Mannheim Web Panel (MWP)

Site content by Julian Oliver Dörr and Sebastian Schmidt

This site introduces the Mannheim Web Panel (MWP) – a panel dataset of website contents extracted from corporate websites for a large sample of German companies.
The MWP was developed at the ZEW – Leibniz Centre for European Economic Research in the Project Business and Economic Research Data Center (BERD@BW).

Why corporate websites?

Company websites pose an important source of economic data used by firms to spread product and service information (related to establishing a public image), to conduct transactions (e-business processes) and to ease opinion sharing (electronic word-of-mouth) (Balzquez & Domenech, 2018). Recent economic studies have used corporate website data to:

predict firm innovativeness (Gök et al., 2015, Kinne & Lenz, 2021; Axenbeck & Breithaupt, 2021)
examine market entry strategies (Arora et al., 2013)
examine enterprise growth (Li et al., 2016)
monitor firm export orientation (Balzquez & Domenech, 2017)
track crisis impacts on the corporate sector (Dörr et al., 2021)
…

Why panel data?

Firm characteristics, diffusion processes such as technological advances and technological adoption as well as business relations are clearly not static but evolve over time. It requires a continuous monitoring of corporate websites to capture this information. For this reason, the ZEW – Leibniz Centre for European Economic Research scrapes corporate website contents since 2018 and has established a panel format of these contents updated every three to six months.
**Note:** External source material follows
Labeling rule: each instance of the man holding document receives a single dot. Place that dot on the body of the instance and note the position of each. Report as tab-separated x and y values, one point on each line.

Is the data available for researchers?

The MWP data is stored in ZEW’s cloud structure (Seafile) and can be accessed by externals for the purpose of research via ZEW’s Research Data Centre (ZEW-FDZ). Upon signing a licence agreement, interested users will have full access to the MWP in a secured environment provided by ZEW. For more details please contact:

Dr. Sandra Gottschalk

+49 621 1235-267

sandra.gottschalk@zew.de

How is the data structured?

The MWP includes a large amount of web data from corporate websites of German companies. The general scraping framework used to establish the MWP is available on Github. The scraping parameters for the MWP are standardized. For each website, the first 50 subpages are downloaded with shorter URLs in the corporate web-domain scraped more likely. Webpages which are in German language are preferred in the scraping process such that the majority of text content in the MWP is in German.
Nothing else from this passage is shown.